In order to deduce Leo I’s path through space, the scientists first determined its Doppler shift – indicating a forward or backward motion along our line of sight – however they then had to determine its proper motion as well —the change in the galaxy’s position from one year to the next. To this end, Sohn and colleagues used the Hubble Space Telescope to compare Leo I’s position in 2006 and 2011 with more than a hundred background galaxies.
Milky Way: a hefty lady
Finally, the researchers were able to estimate that Leo I orbits the Milky Way at 200 kilometers per second, which is roughly comparable with the velocity of our own sun orbiting the Milky Way’s center, only Leo I is 30 times the distance farther. To sustain such a velocity at such a distance requires a lot of extra mass.
“It’s a powerful piece of work,” says Timothy Beers, the director of Kitt Peak National Observatory, who was not affiliated with the research. “It strikes me as utterly amazing that we have instruments that can measure proper motions that far away.” Scott Tremaine, an astronomer at the Institute for Advanced Study, agrees: “The measurement of the proper motion really is a tour de force.”
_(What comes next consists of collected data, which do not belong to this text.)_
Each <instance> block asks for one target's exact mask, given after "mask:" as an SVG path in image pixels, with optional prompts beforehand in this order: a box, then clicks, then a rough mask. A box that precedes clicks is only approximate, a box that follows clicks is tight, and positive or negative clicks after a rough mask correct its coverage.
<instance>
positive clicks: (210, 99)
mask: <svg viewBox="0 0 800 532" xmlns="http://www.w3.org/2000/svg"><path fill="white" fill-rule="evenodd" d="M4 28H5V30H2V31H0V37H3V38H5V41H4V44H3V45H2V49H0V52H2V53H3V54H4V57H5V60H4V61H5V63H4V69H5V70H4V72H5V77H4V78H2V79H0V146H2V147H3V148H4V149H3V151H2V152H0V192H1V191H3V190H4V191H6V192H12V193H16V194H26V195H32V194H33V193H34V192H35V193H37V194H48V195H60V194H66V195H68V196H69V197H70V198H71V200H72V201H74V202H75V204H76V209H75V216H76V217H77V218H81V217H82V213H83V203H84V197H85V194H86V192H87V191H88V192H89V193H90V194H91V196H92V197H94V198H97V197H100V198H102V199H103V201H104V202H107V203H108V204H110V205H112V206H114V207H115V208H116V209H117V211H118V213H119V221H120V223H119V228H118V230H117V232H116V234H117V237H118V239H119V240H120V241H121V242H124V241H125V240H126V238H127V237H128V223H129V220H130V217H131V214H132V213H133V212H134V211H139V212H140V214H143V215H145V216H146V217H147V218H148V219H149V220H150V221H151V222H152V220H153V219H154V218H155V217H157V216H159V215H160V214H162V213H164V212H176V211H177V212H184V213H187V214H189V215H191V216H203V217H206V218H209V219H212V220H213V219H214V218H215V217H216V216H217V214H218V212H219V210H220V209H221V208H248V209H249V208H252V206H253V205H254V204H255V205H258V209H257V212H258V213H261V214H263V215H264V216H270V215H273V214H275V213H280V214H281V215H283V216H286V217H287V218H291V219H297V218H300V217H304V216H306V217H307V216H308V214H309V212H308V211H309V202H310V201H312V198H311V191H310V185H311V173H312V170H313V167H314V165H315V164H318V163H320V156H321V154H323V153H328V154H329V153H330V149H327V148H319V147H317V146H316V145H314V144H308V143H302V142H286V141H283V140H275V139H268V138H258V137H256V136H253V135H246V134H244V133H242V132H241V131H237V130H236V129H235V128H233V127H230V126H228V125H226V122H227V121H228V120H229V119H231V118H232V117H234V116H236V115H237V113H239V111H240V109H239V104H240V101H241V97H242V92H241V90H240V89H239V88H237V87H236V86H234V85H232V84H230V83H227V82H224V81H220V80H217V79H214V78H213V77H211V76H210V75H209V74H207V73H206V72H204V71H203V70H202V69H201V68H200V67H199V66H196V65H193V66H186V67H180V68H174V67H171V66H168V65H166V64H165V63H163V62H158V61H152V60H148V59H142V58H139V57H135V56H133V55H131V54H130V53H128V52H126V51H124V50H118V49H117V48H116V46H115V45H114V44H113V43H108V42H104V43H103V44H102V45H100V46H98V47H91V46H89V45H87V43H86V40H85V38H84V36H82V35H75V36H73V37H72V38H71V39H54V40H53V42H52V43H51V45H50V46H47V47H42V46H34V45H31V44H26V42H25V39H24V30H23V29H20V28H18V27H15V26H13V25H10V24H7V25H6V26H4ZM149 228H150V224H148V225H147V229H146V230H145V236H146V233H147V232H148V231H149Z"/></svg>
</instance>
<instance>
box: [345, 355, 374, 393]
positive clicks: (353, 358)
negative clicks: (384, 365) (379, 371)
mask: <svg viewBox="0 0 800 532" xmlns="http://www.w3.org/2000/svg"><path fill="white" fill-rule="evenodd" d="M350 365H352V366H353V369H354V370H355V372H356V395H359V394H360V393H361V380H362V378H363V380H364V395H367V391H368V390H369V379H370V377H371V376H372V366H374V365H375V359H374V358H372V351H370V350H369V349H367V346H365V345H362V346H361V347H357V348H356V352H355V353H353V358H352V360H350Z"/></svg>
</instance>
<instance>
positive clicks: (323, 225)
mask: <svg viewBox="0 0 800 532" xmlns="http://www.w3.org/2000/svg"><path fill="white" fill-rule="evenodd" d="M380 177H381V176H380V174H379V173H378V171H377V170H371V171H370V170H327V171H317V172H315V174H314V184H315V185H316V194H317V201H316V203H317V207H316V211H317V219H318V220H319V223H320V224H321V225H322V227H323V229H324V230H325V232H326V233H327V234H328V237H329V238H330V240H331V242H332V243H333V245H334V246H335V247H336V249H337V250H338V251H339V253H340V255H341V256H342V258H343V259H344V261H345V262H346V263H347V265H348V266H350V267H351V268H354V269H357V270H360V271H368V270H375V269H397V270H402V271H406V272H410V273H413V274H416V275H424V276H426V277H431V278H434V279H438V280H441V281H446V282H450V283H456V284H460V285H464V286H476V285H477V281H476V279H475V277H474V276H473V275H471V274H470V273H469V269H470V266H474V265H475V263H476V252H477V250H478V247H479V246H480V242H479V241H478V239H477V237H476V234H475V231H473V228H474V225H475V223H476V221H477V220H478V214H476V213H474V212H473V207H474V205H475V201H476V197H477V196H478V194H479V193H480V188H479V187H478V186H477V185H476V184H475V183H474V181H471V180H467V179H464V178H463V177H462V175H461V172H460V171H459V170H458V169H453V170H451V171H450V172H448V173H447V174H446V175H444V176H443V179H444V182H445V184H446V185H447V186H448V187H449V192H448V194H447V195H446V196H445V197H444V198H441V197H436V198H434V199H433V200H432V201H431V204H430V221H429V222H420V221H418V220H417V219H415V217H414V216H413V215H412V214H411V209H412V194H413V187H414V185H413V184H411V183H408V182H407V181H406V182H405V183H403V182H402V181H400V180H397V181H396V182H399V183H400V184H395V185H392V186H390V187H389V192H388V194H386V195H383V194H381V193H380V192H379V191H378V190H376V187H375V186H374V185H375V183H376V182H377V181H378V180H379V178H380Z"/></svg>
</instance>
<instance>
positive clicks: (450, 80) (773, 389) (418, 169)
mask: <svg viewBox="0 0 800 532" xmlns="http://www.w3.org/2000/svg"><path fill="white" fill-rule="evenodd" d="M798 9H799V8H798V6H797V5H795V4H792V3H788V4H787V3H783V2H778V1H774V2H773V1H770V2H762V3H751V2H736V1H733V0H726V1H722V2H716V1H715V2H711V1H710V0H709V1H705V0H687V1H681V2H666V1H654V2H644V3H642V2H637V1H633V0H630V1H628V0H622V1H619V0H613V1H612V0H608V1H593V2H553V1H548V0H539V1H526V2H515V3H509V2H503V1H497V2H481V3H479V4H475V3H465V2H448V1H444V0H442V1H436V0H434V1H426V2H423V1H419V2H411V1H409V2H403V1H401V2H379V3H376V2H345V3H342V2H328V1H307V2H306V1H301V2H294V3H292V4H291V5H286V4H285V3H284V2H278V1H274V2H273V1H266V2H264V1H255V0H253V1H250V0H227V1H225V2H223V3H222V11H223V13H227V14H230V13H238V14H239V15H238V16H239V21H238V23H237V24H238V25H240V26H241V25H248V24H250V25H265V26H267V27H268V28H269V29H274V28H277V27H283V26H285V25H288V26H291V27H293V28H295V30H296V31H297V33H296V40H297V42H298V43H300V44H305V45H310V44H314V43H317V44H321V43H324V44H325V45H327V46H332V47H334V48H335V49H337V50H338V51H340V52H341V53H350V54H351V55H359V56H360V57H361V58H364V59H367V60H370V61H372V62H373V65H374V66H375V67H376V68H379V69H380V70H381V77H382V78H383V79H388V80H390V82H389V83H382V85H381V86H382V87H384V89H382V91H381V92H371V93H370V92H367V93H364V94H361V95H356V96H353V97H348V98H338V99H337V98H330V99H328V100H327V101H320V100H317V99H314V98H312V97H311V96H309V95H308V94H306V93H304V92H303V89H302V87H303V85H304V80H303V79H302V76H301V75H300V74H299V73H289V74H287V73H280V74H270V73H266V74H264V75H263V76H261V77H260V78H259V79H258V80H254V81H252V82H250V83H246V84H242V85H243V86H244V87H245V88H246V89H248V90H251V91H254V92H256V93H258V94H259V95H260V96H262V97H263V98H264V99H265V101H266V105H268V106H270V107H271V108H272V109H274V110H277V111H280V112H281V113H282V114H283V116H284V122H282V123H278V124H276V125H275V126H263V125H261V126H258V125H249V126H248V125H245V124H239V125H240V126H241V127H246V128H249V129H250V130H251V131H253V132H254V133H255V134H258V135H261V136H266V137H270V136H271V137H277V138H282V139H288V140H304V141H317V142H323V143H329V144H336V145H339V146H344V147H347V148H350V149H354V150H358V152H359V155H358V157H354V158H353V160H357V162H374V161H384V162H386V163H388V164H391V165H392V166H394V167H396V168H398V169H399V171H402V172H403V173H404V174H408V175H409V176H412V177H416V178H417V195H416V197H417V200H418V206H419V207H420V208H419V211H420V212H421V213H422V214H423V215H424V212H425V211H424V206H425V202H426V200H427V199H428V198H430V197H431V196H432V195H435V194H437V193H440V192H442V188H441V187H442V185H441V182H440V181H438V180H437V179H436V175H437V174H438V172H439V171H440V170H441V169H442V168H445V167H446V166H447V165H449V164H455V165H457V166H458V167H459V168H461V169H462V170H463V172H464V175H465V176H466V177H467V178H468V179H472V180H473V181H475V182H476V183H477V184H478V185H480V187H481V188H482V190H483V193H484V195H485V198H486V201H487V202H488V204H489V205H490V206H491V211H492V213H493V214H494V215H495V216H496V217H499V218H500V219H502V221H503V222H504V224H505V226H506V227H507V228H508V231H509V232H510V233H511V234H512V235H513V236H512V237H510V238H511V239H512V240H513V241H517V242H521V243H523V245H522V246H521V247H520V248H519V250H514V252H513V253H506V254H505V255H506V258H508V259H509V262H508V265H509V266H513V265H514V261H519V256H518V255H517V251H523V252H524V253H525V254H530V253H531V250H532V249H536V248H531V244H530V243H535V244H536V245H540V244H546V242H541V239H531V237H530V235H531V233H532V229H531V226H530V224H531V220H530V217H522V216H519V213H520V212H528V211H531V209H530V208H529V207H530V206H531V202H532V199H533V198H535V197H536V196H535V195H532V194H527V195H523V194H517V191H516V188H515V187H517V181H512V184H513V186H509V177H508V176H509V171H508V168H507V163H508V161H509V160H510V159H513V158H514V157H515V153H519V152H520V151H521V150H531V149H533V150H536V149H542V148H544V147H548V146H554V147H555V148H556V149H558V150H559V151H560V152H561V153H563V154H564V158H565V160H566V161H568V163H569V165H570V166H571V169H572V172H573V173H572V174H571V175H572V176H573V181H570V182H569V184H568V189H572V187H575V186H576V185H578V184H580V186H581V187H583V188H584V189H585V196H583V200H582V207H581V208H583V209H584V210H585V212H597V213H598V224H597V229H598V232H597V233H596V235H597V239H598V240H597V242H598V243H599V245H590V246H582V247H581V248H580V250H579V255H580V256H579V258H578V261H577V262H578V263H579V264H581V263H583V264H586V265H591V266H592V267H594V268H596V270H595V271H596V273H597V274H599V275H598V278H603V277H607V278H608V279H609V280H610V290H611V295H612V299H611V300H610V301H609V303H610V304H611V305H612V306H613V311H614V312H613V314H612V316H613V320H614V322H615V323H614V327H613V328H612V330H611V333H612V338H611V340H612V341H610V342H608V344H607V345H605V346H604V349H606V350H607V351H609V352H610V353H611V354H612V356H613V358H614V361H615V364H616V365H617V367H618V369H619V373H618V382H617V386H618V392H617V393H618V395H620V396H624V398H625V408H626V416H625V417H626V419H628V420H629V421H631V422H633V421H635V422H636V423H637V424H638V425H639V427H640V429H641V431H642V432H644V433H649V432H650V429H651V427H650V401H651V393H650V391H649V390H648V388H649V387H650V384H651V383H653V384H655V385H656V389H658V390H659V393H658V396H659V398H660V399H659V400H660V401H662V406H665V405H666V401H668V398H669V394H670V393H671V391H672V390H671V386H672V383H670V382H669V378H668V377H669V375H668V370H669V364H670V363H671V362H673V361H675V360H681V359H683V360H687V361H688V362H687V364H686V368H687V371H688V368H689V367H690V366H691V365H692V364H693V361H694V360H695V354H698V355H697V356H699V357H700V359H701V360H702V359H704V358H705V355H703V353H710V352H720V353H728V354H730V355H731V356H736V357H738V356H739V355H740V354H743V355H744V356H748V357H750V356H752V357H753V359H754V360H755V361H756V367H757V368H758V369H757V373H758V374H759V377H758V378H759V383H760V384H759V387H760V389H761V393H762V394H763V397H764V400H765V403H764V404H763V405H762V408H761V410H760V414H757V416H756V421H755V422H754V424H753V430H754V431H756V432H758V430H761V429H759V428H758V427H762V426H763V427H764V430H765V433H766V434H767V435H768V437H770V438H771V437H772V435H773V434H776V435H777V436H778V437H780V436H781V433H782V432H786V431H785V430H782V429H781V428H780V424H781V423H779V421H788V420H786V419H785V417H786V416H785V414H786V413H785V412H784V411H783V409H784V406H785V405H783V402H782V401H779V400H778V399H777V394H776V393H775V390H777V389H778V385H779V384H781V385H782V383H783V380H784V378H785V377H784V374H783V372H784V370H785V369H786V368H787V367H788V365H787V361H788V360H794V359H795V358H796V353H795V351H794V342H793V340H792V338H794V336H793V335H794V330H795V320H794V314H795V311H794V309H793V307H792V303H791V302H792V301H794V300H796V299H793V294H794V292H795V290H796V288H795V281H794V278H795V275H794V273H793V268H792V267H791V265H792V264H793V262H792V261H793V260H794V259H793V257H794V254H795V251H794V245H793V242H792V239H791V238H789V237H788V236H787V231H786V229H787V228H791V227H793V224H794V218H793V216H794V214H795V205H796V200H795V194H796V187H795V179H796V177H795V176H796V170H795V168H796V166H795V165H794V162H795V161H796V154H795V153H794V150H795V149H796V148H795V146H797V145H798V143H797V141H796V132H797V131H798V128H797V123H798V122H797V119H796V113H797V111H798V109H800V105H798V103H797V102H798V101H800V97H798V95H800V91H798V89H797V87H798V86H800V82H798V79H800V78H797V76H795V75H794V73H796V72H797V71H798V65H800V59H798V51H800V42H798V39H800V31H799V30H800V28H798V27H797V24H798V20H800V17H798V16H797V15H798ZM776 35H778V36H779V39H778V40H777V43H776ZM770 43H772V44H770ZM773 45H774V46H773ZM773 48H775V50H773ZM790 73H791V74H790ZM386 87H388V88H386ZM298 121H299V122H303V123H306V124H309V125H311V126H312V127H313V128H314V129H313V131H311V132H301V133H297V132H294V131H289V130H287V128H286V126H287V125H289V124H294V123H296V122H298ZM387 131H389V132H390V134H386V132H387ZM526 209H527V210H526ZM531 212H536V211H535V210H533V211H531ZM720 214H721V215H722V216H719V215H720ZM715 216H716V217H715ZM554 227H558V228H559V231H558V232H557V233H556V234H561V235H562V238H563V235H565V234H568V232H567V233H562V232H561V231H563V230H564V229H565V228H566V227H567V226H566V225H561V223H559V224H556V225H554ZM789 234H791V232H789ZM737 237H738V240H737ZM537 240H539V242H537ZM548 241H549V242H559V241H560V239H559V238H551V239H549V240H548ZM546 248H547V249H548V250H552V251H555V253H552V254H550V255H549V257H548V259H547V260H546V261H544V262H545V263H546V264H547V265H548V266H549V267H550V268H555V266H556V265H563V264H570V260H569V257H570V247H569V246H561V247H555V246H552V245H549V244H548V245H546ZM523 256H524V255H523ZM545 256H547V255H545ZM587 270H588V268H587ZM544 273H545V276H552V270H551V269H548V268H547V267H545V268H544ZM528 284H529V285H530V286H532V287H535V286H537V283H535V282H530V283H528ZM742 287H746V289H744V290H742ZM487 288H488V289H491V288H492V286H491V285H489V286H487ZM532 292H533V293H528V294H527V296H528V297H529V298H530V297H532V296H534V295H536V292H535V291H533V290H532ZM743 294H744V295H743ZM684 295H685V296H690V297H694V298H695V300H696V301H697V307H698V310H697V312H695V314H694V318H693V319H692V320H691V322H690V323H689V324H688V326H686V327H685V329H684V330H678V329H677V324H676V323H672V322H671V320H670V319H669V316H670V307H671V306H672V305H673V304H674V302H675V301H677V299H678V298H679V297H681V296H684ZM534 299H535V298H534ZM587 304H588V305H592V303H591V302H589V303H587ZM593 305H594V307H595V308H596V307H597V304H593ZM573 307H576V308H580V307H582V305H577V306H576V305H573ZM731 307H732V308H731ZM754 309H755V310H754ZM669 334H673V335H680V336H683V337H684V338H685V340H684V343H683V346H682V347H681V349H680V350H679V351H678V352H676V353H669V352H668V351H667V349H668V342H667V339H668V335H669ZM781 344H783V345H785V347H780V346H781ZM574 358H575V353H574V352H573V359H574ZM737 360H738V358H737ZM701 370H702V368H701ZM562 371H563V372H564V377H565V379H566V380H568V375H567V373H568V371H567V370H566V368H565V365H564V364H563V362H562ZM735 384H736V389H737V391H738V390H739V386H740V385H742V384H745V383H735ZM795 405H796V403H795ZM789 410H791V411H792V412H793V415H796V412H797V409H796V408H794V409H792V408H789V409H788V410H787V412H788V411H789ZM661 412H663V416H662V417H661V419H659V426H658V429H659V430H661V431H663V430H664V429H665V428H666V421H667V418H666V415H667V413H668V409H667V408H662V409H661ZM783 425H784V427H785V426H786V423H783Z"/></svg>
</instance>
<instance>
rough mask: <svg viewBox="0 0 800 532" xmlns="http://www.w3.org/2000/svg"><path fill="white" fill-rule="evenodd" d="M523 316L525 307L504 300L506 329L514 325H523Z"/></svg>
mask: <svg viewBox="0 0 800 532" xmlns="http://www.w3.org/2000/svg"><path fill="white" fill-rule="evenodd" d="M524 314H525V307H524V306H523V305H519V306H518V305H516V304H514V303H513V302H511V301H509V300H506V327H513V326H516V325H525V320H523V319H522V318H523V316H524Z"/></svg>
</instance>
To find out how much extra mass exactly would be required, an accompany study lead by Michael Boylan-Kolchin of the University of California, Irvine performed a simulation of how giant galaxies such as the Milky Way grow by swallowing lesser galaxies, finding that dwarf galaxies moving as fast as Leo I are almost always bound to the giants, which means Leo I is a true satellite. Long story short, Boylan-Kolchin and team estimated that the Milky Way’s mass is of around 1.6 trillion suns or quite a bit larger than previously believed.
“The Milky Way is the keystone in understanding more distant galaxies,” Boylan-Kolchin says. “Therefore, getting a good mass for the Milky Way is very important for modeling the Milky Way and other galaxies.”
Findings were reported in the Astrophysical Journal.